Visit 2 (TWH-V2) The purpose of this visit is to obtain early LFP recording from the Activa
PC+S device before DBS programming begins. This visit will be conducted within 4 weeks of
internalization of the DBS leads and insertion of the pulse generator (Activa PC+S), but
before the pulse generator is turned on for programming. The visit will be conducted over two
days, one day in the off medication state (overnight withdrawal) and one day in the on
medication state in random order as in Visit 1. The procedure is identical for Visit 1 with
recording of LFP at rest and during a self-paced wrist extension task, followed by testing of
4 different stimulation conditions. However, LFP will be recorded from the Activa PC+S device
using the real-time uplink mode to provide continuous recording rather than from externalized
leads. Since the device can only record LFP from one pair of contacts from each electrode
(right and left) at a time, for recordings in the resting state to examine the difference
between on and off medications, investigators will use the "montage sweep" mode that will
record alternately from all six possible combinations of bipolar contacts (0-1, 1-2, 2-3,
0-2, 0-3, 1-3) for each electrode. For the wrist extension movements, we will record from the
bipolar contact pair that produced the greatest change in γ oscillations with dopaminergic
medications and voluntary movements based on the results of Visit 1. In addition, we will
record from the adjacent contact pair. For example, if contact 1-2 was found to produce the
maximum γ peak, contacts 1-2 as well as contacts 0-1 and 2-3 will be studied.
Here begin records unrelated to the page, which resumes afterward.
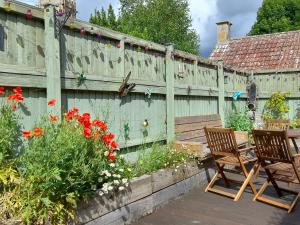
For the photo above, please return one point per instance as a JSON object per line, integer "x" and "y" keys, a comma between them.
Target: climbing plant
{"x": 277, "y": 106}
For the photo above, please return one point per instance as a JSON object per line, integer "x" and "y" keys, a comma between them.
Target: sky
{"x": 205, "y": 15}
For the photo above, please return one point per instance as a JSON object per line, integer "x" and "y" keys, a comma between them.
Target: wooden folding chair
{"x": 280, "y": 124}
{"x": 275, "y": 156}
{"x": 225, "y": 151}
Each pair of
electrode contacts will be studied in separate runs. Following the LFP recording (stage 1),
the individual γ frequency peaks will be established. Stage 2 will study the effects of DBS
at high frequency, γ rest, γ movement and no stimulation assessed in random order with
recording of STN LFP during stimulation as in Visit 1. The same contact used for DBS in Visit
1 will be used with monopolar montage (contact -ve, case +ve). LFP with be recorded from the
adjacent contacts with bipolar montage as described in Visit 1 but the implanted Activa PC+S
device will be used for LFP recording
Visits 3- 6 (TWH-V3, V4, V5 and V6) After Visit 2, DBS programming will be performed as per
usual clinical practice and takes about 2-4 weeks to complete. Patients will then be studied
at 2, 6, 12, and 18 months after surgery. The assessment procedure will be identical to that
for Visit 2 except that the "high" frequency stimulation setting will be the setting normally
used by the patient for clinical benefit (130-185 Hz) instead of 185 Hz.
Visits at London Mobility Laboratory (Western University) Visit 1 will occur before surgery
to obtain baseline gait and kinematic measurements data in the on and off medication states.
For visits 2, 3 and 7, the TWH visits will occur 1-5 days before the London Mobility
Laboratory visits. The γ frequency stimulation to be used in the London Mobility Laboratory
visits will be the "γ movement" frequency determined from the corresponding TWH visit.